Micron Technology (MU) ha invertito le perdite iniziali lunedì, dopo essere scesa fino al 9,6% nella prima ora, per poi chiudere in rialzo dello 0,9% a 1.142 dollari. Il movimento è arrivato mentre il NASDAQ Composite guadagnava oltre il 2%, contribuendo a sostenere i titoli dei semiconduttori dopo la debolezza legata ai cosiddetti “Magnificent 7”. Le pressioni precedenti sono seguite agli annunci di Samsung Electronics e SK Hynix su nuova capacità produttiva, insieme all’emersione di una class action che accusa un presunto cartello sui prezzi delle DRAM che coinvolgerebbe Micron, Samsung e SK Hynix.
Depositata giovedì 25 giugno presso un tribunale federale della California, la causa sostiene che le tre società abbiano limitato l’offerta di DRAM durante il boom dell’AI e indica un aumento dei prezzi del 500%-700% in quattro anni. Separatamente, la Corea del Sud ha delineato un piano di espansione dei semiconduttori pubblico-privato da 518 miliardi di dollari, con Samsung e SK Hynix che prevedono due fab ciascuna nel sud-ovest del Paese. Jefferies prevede che i prezzi delle memorie potrebbero salire del 40%-50% nel prossimo trimestre e poi del 30%-40% nel trimestre successivo. Micron è scivolata intraday fino a 1.023 dollari, una variazione di oltre il 10% della capitalizzazione, e i livelli tecnici citati includono 960-1.000 dollari, 818 dollari e un potenziale movimento sopra 1.400 dollari; i punti di riferimento includono 1 maggio, 19 maggio, 9 giugno e 24 giugno.
Segnali tecnici e dinamiche del mercato delle opzioni
Consideriamo la maxi-inversione intraday del 10% di ieri su Micron come un importante segnale tecnico. Il titolo ha trovato un solido supporto sulla trendline inferiore, così come è accaduto più volte da maggio. Questo suggerisce che i compratori sui ribassi restano molto attivi e che il trend rialzista di breve rimane intatto.
Il mercato sta prezzando movimenti ampi, un contesto ideale per i trader di opzioni. La volatilità implicita a 30 giorni sulle opzioni Micron è balzata oltre il 65%, rispetto a una media del 40% del mese scorso. Lo interpretiamo come un’opportunità per operare sulle oscillazioni attese dei prezzi, più che sulla sola direzione.
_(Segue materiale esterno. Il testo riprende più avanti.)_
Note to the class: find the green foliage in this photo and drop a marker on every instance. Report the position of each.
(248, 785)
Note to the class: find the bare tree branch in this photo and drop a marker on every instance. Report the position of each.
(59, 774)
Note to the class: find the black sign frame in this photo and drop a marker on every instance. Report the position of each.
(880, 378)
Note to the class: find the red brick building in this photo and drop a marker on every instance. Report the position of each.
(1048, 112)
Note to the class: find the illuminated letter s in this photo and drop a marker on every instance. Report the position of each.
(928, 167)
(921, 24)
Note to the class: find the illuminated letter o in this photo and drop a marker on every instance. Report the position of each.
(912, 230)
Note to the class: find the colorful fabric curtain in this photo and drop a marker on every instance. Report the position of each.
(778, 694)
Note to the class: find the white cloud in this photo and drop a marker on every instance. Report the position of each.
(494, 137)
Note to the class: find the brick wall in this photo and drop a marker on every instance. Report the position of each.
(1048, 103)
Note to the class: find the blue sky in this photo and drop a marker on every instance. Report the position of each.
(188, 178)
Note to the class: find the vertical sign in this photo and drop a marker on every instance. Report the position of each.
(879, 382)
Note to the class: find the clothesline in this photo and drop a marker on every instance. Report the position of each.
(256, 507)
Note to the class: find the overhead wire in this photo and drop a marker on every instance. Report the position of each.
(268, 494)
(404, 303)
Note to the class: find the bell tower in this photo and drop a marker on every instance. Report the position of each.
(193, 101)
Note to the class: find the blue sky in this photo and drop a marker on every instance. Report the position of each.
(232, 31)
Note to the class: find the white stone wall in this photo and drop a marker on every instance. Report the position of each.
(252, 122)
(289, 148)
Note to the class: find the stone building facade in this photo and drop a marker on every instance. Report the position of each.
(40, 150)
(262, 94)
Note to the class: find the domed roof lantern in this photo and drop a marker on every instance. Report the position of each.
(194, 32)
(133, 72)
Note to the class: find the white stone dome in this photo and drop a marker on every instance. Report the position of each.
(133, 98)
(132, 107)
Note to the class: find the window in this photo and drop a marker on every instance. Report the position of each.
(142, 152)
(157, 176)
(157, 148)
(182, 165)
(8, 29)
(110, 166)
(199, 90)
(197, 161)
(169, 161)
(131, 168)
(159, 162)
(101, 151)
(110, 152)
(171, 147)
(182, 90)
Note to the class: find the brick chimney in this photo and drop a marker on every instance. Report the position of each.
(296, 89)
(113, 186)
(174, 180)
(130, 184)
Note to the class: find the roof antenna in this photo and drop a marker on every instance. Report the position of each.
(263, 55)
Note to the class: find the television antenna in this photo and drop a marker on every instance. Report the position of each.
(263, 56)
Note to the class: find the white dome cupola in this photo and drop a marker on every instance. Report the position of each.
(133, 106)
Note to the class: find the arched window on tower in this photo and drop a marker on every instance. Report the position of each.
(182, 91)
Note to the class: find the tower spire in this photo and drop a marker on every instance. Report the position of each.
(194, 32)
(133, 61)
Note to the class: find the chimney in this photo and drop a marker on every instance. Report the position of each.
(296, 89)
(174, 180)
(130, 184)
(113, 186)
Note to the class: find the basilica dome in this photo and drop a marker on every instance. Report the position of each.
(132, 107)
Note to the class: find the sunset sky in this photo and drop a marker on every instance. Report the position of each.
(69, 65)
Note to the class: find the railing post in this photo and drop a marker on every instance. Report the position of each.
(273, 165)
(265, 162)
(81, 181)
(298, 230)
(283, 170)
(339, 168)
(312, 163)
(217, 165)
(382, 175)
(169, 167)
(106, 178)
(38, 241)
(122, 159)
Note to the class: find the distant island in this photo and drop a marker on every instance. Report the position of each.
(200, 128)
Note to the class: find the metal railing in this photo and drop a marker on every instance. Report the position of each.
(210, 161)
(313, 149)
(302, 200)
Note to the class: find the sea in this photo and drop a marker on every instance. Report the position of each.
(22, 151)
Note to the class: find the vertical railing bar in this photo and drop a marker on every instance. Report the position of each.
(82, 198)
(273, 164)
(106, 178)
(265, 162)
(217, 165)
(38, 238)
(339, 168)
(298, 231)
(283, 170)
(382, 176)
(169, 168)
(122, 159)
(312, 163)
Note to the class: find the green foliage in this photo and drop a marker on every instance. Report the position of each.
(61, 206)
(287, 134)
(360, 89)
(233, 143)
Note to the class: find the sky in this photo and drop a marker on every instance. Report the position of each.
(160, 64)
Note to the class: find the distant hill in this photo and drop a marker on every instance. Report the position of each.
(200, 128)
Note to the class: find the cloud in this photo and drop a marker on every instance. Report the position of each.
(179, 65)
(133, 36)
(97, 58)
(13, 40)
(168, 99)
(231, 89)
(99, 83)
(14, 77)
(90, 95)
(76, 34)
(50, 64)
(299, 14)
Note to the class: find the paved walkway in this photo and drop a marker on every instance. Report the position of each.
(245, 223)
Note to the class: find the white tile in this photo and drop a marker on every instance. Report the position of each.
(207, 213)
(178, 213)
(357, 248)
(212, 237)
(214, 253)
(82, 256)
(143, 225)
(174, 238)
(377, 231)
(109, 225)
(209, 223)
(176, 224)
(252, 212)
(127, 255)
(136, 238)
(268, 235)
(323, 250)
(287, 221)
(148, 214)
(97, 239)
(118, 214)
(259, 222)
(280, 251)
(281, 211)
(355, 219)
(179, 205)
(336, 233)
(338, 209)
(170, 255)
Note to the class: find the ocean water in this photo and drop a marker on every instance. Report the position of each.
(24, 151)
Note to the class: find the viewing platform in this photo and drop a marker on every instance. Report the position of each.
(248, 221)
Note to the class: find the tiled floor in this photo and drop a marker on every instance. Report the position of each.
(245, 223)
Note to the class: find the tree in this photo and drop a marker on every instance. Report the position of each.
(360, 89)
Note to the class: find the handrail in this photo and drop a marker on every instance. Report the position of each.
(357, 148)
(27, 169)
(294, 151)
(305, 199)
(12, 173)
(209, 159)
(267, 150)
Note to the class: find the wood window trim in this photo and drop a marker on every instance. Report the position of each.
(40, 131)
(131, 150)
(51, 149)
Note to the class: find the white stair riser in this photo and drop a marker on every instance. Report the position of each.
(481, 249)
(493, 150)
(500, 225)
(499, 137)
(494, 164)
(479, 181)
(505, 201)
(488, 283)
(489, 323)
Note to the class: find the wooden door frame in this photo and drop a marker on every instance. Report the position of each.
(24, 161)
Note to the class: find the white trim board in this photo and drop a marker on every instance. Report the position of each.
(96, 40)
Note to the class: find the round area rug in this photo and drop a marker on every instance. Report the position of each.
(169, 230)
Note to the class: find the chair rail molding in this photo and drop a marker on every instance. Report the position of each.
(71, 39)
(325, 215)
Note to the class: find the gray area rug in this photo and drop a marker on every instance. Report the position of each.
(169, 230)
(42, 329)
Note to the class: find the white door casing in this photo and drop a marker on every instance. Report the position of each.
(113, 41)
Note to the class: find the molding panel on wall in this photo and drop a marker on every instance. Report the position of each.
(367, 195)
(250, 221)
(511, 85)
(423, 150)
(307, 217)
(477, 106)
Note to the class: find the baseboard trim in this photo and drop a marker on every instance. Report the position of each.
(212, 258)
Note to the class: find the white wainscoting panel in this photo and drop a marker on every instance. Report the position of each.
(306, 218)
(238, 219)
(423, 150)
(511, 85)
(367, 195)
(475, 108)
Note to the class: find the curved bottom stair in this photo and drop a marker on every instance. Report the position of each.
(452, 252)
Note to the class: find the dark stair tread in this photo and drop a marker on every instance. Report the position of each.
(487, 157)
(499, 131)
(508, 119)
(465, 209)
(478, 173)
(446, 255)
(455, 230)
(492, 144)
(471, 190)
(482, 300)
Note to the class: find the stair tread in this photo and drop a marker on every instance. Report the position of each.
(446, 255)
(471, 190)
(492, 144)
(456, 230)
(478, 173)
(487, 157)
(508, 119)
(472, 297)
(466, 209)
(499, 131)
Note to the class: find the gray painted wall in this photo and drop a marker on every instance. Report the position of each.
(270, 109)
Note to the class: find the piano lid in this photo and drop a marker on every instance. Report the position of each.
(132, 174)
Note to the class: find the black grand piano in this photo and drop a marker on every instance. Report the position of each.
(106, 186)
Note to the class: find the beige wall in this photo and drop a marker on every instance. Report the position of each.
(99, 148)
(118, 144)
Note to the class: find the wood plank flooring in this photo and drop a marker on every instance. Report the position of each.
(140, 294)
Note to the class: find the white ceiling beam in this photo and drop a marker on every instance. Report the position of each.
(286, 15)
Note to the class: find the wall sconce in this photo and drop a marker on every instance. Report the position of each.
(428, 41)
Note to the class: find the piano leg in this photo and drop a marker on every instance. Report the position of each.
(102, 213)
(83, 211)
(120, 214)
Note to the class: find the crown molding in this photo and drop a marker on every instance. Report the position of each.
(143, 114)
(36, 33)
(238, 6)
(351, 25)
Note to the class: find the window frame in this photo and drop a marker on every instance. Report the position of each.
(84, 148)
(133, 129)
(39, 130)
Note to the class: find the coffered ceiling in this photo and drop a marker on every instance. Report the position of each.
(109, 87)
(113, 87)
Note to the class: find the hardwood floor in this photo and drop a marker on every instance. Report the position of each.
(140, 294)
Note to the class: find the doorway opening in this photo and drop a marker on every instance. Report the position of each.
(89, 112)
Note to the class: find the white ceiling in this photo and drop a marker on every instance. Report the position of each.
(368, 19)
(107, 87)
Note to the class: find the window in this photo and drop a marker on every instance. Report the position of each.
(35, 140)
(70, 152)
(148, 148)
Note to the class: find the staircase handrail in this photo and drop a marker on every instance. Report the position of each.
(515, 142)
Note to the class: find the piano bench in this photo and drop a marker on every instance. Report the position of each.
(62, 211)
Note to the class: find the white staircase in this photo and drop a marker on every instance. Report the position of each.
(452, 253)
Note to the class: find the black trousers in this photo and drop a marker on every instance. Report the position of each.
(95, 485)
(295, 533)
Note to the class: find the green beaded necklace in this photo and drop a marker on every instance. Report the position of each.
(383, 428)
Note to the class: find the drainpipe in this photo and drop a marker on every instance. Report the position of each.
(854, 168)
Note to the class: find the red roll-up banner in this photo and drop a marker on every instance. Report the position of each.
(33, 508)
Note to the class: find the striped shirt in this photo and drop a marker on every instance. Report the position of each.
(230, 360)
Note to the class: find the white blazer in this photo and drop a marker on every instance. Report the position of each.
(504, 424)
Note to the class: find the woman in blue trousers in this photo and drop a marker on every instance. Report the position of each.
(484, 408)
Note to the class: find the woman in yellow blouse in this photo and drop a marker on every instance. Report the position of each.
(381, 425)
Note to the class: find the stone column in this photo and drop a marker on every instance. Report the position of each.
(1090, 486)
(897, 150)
Nel breve termine, riteniamo che il percorso sia orientato al rialzo grazie all’estrema tensione dell’offerta nel mercato delle memorie. Recenti report di TrendForce confermano che la domanda di chip HBM, cruciali per i server AI, è attesa in crescita del 150% su base annua, a supporto di previsioni di aumenti dei prezzi delle memorie nel breve di almeno il 40%. In quest’ottica, acquistare call con scadenza nei prossimi tre-sei mesi appare una strategia interessante per intercettare il potenziale movimento verso l’obiettivo di 1.400 dollari.
Svolte del ciclo dell’offerta e rischi di lungo periodo
Tuttavia, occorre prepararsi a un’inversione del ciclo. L’annuncio di quattro nuovi impianti in Corea del Sud è un chiaro segnale d’allerta: tra qualche anno potrebbe arrivare un forte incremento dell’offerta. Ricordiamo l’ultima “superciclo” delle memorie del 2017-2018, seguito da un crollo di quasi l’80% dei prezzi delle DRAM nell’anno successivo; per questo stiamo acquistando put di lunga scadenza per il 2028 come copertura.
La causa per presunto price-fixing rappresenta inoltre un serio rischio di lungo periodo che il mercato, al momento, sembra sottovalutare. Non è la prima volta che il settore affronta accuse di questo tipo: un caso rilevante a inizio anni 2000 si concluse con oltre 730 milioni di dollari di multe per i principali operatori. Qualsiasi segnale che questa nuova azione legale stia guadagnando slancio dovrebbe essere interpretato come un indicatore per aumentare le posizioni ribassiste.